Limit upload bandwith from notebook for security reasons

I’m using a notebook for work.

If somebody ever distributes a malware for Linux, I’d like to make things a little bit more difficult and limit the upload bandwith. I don’t need the full speed of WLAN or Ethernet or LTE for any upload. And if, I could remove the “bottleneck”.

I know that a keylogger does not need much bandwith. And a software which tries to encrypt all my files and demand payment for the key won’t upload much either.

But I have backups and my online banking works independently from passwords. The HDD is encrypted, so if somebody steals the notebook, what a pity, but no catastrophe.

What I’d like to prevent is a malware uploading my files, gigabytes.

Probably I’d have to write a feature request, but I don’t know where. Or would some lines of code executed with root priviliges suffice?

Regards,

Alexander

On 2015-08-10 11:16, cookie170 wrote:
>
> I’m using a notebook for work.
>
> If somebody ever distributes a malware for Linux, I’d like to make
> things a little bit more difficult and limit the upload bandwith.
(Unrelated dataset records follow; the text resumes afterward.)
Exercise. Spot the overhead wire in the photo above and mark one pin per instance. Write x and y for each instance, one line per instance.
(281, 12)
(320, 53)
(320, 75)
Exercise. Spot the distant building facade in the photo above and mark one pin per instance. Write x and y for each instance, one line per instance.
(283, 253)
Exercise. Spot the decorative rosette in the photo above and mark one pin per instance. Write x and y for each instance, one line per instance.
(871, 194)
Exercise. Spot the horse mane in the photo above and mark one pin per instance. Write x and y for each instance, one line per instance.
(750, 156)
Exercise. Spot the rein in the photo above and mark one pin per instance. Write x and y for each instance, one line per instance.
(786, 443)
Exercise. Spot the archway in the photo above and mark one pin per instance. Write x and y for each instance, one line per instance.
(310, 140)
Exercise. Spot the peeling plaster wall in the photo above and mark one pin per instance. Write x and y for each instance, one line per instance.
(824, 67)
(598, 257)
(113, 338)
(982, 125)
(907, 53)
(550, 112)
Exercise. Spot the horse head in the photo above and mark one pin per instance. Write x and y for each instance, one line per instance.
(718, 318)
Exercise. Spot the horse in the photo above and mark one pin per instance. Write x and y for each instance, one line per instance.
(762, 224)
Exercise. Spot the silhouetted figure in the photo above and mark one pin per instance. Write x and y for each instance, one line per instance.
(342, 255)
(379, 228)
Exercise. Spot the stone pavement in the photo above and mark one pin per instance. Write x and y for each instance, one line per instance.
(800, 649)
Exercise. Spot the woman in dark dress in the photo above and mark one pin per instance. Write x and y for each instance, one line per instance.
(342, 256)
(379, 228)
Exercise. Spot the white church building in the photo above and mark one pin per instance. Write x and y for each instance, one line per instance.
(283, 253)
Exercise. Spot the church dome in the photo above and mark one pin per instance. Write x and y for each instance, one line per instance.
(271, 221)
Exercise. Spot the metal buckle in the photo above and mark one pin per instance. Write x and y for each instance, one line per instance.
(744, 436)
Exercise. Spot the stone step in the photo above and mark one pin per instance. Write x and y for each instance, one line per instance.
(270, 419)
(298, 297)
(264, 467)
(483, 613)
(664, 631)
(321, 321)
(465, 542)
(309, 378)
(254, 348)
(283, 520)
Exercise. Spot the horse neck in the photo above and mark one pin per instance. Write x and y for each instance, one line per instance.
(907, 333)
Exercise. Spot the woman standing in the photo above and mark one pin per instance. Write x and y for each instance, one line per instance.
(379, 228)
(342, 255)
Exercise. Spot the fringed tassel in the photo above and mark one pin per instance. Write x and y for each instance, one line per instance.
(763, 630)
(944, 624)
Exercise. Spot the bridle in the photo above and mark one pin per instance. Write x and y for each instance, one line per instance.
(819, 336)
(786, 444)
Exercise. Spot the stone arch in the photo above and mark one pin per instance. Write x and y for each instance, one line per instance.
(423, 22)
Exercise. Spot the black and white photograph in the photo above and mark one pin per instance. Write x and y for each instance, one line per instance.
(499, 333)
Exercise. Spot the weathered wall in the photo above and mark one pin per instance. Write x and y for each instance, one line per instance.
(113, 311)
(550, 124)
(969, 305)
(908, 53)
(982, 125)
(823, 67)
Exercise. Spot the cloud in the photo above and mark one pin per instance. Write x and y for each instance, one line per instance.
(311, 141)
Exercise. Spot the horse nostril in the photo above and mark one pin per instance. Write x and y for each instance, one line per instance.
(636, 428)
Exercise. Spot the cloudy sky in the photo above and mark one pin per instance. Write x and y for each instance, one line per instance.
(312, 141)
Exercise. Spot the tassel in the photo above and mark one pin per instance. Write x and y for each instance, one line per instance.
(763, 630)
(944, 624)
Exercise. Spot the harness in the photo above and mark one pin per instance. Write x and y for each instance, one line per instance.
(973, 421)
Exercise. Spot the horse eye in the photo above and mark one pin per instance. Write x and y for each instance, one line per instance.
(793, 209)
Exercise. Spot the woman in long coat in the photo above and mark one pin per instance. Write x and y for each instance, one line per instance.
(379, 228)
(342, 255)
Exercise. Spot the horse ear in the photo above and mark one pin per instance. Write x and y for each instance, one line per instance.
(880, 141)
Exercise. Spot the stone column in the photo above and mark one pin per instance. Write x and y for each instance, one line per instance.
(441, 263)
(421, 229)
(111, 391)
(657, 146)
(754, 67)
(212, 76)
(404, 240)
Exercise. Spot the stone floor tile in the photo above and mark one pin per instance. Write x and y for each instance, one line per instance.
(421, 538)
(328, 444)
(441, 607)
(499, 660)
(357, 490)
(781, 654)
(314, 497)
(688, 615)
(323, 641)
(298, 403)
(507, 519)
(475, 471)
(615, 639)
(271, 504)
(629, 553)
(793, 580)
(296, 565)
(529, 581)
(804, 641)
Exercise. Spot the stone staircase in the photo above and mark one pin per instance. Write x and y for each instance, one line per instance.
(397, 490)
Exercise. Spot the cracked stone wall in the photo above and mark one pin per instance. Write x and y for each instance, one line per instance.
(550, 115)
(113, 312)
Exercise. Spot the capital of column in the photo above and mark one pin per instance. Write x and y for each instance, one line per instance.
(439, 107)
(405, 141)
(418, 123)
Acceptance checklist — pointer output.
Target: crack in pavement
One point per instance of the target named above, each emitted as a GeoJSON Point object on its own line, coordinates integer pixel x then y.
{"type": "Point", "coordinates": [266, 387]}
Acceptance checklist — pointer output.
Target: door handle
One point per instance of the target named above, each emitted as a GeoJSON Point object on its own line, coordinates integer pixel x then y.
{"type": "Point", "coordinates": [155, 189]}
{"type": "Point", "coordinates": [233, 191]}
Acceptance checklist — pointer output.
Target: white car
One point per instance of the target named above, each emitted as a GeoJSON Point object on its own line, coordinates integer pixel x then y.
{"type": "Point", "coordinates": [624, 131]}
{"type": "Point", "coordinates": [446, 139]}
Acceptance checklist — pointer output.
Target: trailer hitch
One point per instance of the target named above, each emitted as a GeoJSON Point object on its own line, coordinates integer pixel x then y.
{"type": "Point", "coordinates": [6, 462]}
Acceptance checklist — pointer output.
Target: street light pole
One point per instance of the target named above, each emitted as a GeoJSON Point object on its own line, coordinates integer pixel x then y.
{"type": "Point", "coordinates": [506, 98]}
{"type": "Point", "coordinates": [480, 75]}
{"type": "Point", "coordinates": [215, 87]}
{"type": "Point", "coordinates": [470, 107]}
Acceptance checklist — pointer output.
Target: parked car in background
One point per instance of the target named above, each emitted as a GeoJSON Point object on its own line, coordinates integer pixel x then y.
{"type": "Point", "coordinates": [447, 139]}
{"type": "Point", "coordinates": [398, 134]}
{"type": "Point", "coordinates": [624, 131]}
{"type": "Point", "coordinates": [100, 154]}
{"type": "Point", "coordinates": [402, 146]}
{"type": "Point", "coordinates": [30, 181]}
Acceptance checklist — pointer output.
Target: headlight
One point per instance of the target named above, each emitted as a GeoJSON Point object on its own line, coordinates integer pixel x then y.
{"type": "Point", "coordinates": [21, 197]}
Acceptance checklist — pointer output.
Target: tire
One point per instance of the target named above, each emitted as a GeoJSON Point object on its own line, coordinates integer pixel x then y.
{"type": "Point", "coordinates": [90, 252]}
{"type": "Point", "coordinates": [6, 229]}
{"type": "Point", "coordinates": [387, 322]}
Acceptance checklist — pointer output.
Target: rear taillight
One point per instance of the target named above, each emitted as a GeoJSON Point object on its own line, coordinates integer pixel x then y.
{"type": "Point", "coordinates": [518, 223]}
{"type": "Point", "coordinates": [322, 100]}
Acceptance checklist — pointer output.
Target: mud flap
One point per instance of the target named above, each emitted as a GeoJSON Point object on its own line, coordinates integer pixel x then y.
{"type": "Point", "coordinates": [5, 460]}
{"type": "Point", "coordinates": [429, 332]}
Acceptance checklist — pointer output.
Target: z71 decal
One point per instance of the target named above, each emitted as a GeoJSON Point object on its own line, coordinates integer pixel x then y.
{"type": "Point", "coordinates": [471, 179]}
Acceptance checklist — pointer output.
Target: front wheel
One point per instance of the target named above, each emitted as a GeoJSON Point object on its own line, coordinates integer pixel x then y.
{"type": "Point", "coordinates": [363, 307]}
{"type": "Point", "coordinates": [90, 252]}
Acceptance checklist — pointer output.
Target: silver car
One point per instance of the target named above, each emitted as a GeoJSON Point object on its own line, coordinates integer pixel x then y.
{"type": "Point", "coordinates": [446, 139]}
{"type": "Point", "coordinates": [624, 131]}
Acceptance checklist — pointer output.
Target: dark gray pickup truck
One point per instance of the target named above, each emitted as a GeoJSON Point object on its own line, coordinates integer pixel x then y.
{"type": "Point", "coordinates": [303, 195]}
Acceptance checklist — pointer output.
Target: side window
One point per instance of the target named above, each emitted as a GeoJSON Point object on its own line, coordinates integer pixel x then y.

There is a setting in /etc/sysconfig/SuSEfirewall2, FW_HTB_TUNE_DEV,
which does it, but only it seems for only ppoe devices. Read the
comments in the file and try.


Cheers / Saludos,

Carlos E. R.
(from 13.1 x86_64 “Bottle” at Telcontar)

Linux Advanced Routing and Traffic Control
http://www.lartc.org/

The above can get pretty complex.

If you want a condensed approach to shaping packets including simpler methods which don’t apply a QoS policy, I’d recommend the Linux Arch Wiki article
https://wiki.archlinux.org/index.php/Advanced_traffic_control

The most common utility used is tc
(Described in both articles above)

TSU

Thank you for your answers.

I understand that a user should not touch things like traffic shaping without much time and effort.

However, obviously the machinery has been implemented into the kernel, but there is noch GUI and no easy-to-use command line feature.

I don’t need a GUI, but what I’d like to have is a script ready to use like posted in the linked article, addressing users.